Second project: “A Good, Plain Sock” in Berroco Sox. This pair for Patrick, who casually commented that I’d knit socks for everyone in the family except him.

Good plain sock recipe

What’s on your needles these days?

 

 

 


Sleeve Setting

May 6, 2015

I must confess that sweater sleeves make me nervous — specifically, the sewing of sleeves to the body and shoulder of a sweater. The seams along the length of the sleeve are easy enough since the stitches line up one-to-one. But as you approach the shoulder, the geometry gets a bit more complicated, with decreases that create shapely curves but can create challenges when it comes to lining up the sleeve to the sweater body.

So it’s no accident that the sweater pattern than I selected as the basis for Michael’s sweater has “flat top” sleeves, no taper, no sleeve cap. If I’d watched this terrific, clear, and helpful video from Knit Picks on how to set in sleeves before selecting the pattern, I may have chosen something different. Next time perhaps….

First step (after blocking all pieces, so really it’s the second step) is to line up the sleeve with the body and secure it. Some knitters use safety pins, clip-on stitch markers, or even paper clips. I prefer to tack — or tie — the sleeve to the body, taking care to line up the center of the top sleeve edge with the shoulder seam.

tacking sleeve edge to shoulder of knit sweater

It’s also important to be sure that the side edges of the sleeve extend equally down the front and back of the sweater.
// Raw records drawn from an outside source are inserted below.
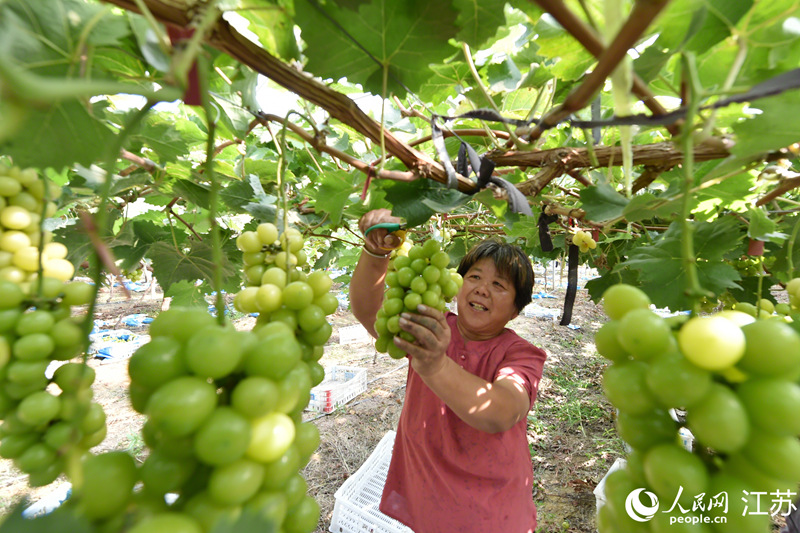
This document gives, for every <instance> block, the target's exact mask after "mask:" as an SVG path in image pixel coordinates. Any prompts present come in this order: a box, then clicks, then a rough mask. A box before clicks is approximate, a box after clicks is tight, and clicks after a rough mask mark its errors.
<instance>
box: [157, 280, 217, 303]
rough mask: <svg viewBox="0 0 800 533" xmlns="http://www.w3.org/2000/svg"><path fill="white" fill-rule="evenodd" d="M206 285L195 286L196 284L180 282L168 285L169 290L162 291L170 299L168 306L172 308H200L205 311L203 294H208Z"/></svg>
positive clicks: (203, 284) (205, 300)
mask: <svg viewBox="0 0 800 533" xmlns="http://www.w3.org/2000/svg"><path fill="white" fill-rule="evenodd" d="M208 290H209V289H208V285H207V284H206V283H205V282H203V283H201V284H200V285H197V284H196V282H192V281H188V280H181V281H178V282H176V283H173V284H172V285H170V287H169V289H167V290H166V291H164V296H165V297H168V298H172V301H171V302H170V306H172V307H200V308H203V309H205V308H206V307H208V301H207V300H206V297H205V293H206V292H208Z"/></svg>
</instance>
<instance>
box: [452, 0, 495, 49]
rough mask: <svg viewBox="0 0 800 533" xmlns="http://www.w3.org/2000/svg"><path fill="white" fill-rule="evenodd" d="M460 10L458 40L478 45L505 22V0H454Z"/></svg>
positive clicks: (456, 20) (458, 22)
mask: <svg viewBox="0 0 800 533" xmlns="http://www.w3.org/2000/svg"><path fill="white" fill-rule="evenodd" d="M453 6H454V7H455V8H456V10H458V17H457V18H456V26H457V27H459V28H461V29H460V31H459V32H458V34H457V35H456V40H458V41H462V42H465V43H467V44H468V45H470V46H478V45H481V44H483V43H484V41H486V39H488V38H490V37H492V36H494V34H495V32H496V31H497V28H498V27H500V26H502V25H503V24H504V23H505V21H506V20H505V0H480V1H478V0H454V1H453Z"/></svg>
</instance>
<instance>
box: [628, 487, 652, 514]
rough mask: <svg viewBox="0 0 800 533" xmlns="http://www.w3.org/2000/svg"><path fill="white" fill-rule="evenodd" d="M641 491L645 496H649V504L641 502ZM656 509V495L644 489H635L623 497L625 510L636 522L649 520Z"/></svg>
mask: <svg viewBox="0 0 800 533" xmlns="http://www.w3.org/2000/svg"><path fill="white" fill-rule="evenodd" d="M643 492H644V495H645V496H647V497H648V498H650V505H649V506H647V505H645V504H644V503H642V500H641V497H640V494H642V493H643ZM656 511H658V496H656V495H655V494H653V493H652V492H650V491H647V490H645V489H636V490H634V491H633V492H631V493H630V494H628V497H627V498H626V499H625V512H626V513H628V516H630V517H631V518H632V519H634V520H636V521H637V522H647V521H649V520H650V519H651V518H653V516H655V514H656Z"/></svg>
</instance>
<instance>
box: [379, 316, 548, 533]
mask: <svg viewBox="0 0 800 533" xmlns="http://www.w3.org/2000/svg"><path fill="white" fill-rule="evenodd" d="M447 323H448V325H449V326H450V331H451V341H450V345H449V346H448V348H447V356H448V357H450V358H451V359H453V360H454V361H455V362H457V363H458V364H459V365H460V366H462V367H463V368H464V369H466V370H467V371H468V372H470V373H472V374H474V375H476V376H479V377H481V378H483V379H486V380H487V381H494V380H495V379H496V378H497V377H499V376H500V375H505V374H510V375H511V376H512V377H514V378H515V379H517V380H518V382H519V383H521V384H522V385H523V386H524V387H525V390H527V391H528V394H529V395H530V398H531V407H532V406H533V402H534V401H535V399H536V392H537V390H538V388H539V380H540V379H541V377H542V367H543V365H544V361H545V359H546V358H547V354H546V353H545V352H544V351H543V350H541V349H539V348H536V347H535V346H533V345H532V344H530V343H529V342H527V341H526V340H524V339H522V338H521V337H520V336H519V335H517V334H516V333H514V332H513V331H512V330H510V329H505V330H504V331H503V333H501V334H500V335H498V336H497V337H495V338H493V339H489V340H486V341H465V340H464V339H463V338H462V337H461V334H460V333H459V332H458V328H457V327H456V315H455V314H453V313H448V314H447ZM526 429H527V420H524V419H523V420H520V421H519V422H518V423H517V424H515V425H514V427H512V428H511V429H509V430H507V431H504V432H502V433H496V434H491V433H486V432H483V431H480V430H478V429H475V428H473V427H472V426H469V425H468V424H467V423H466V422H464V421H463V420H461V419H460V418H459V417H458V416H456V414H455V413H454V412H453V411H452V410H451V409H450V408H449V407H447V406H446V405H445V403H444V402H443V401H442V400H441V399H439V397H438V396H436V395H435V394H434V393H433V391H431V390H430V389H429V388H428V386H427V385H425V383H424V382H423V381H422V378H420V377H419V375H418V374H417V373H416V372H415V371H414V370H413V369H412V368H411V366H409V370H408V383H407V386H406V398H405V403H404V405H403V411H402V413H401V414H400V421H399V423H398V427H397V435H396V437H395V443H394V451H393V453H392V461H391V463H390V465H389V472H388V474H387V478H386V484H385V486H384V489H383V497H382V499H381V504H380V510H381V511H382V512H383V513H384V514H386V515H388V516H391V517H392V518H395V519H397V520H399V521H400V522H402V523H404V524H406V525H407V526H409V527H410V528H411V529H413V530H414V531H415V533H456V532H458V533H469V532H475V533H493V532H496V533H532V532H533V530H534V529H535V528H536V506H535V505H534V503H533V497H532V487H533V465H532V462H531V455H530V450H529V448H528V440H527V435H526Z"/></svg>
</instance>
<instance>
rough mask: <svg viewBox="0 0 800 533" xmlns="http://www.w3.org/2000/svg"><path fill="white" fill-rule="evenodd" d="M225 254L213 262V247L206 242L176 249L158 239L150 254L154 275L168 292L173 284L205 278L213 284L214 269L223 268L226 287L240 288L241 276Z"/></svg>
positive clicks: (161, 286) (208, 238) (223, 279)
mask: <svg viewBox="0 0 800 533" xmlns="http://www.w3.org/2000/svg"><path fill="white" fill-rule="evenodd" d="M208 240H209V241H210V240H211V238H210V236H208ZM226 255H227V254H223V258H222V264H219V265H217V264H216V263H215V262H214V257H213V253H212V250H211V246H209V245H208V244H207V243H206V242H205V241H202V242H201V241H193V242H192V244H191V247H190V248H189V249H188V250H184V249H180V250H178V249H176V248H175V247H174V246H173V245H172V244H170V243H168V242H156V243H153V244H152V245H151V246H150V249H149V250H148V252H147V256H148V257H150V258H151V259H152V260H153V275H154V276H155V277H156V280H157V281H158V284H159V285H160V286H161V287H162V288H163V290H164V292H165V293H166V292H167V291H168V290H169V288H170V287H171V286H172V284H173V283H178V282H179V281H184V280H187V281H195V280H202V281H205V282H206V283H209V284H210V283H212V282H213V279H214V271H215V270H216V269H217V268H220V269H222V279H223V280H224V285H223V287H222V288H223V290H227V291H228V292H234V291H237V290H238V289H239V276H238V275H237V273H236V271H235V270H234V269H233V268H232V266H231V263H230V261H229V260H228V259H227V257H226Z"/></svg>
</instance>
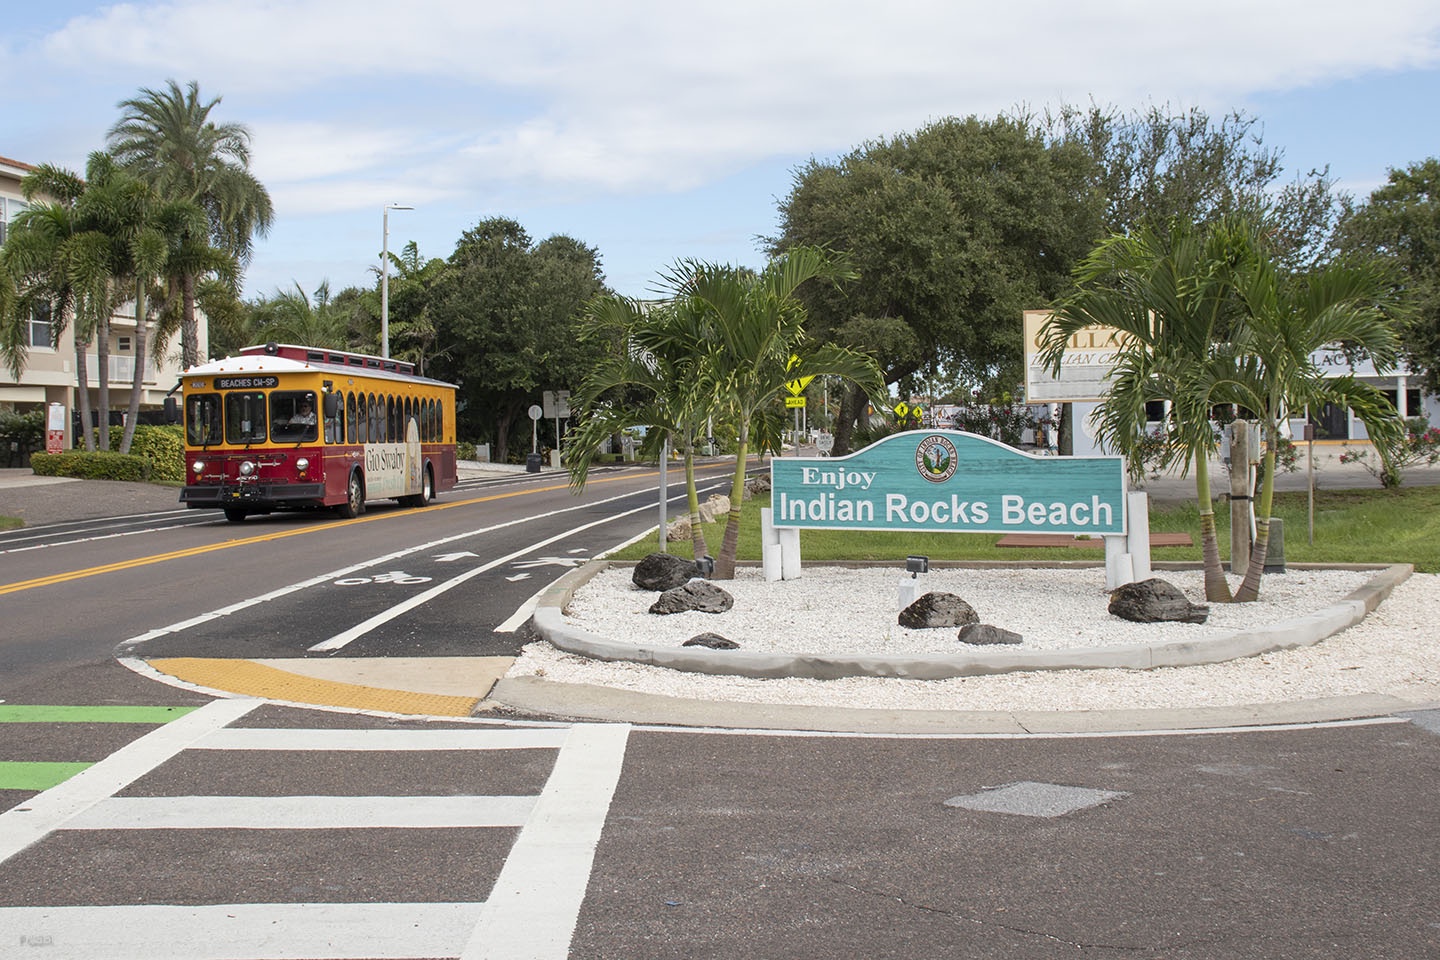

That makes an even armhole, but even more importantly, ensures that the sides of the sweater line up evenly when the time comes to sew those together.

close up knit sweater sleeve tacked before sewing

When I’d secured the sleeve to the shoulder, I asked Michael to try it on to see if the armhole was big enough. He carefully put his head through the neck, draped the cape-like garment over his shoulders — and the sleeve dropped right off!

Pro tip: be sure to actually tie the yarn that holds the sleeve to the shoulder. Gravity is everywhere and will pull off just looped yarn “tacks.”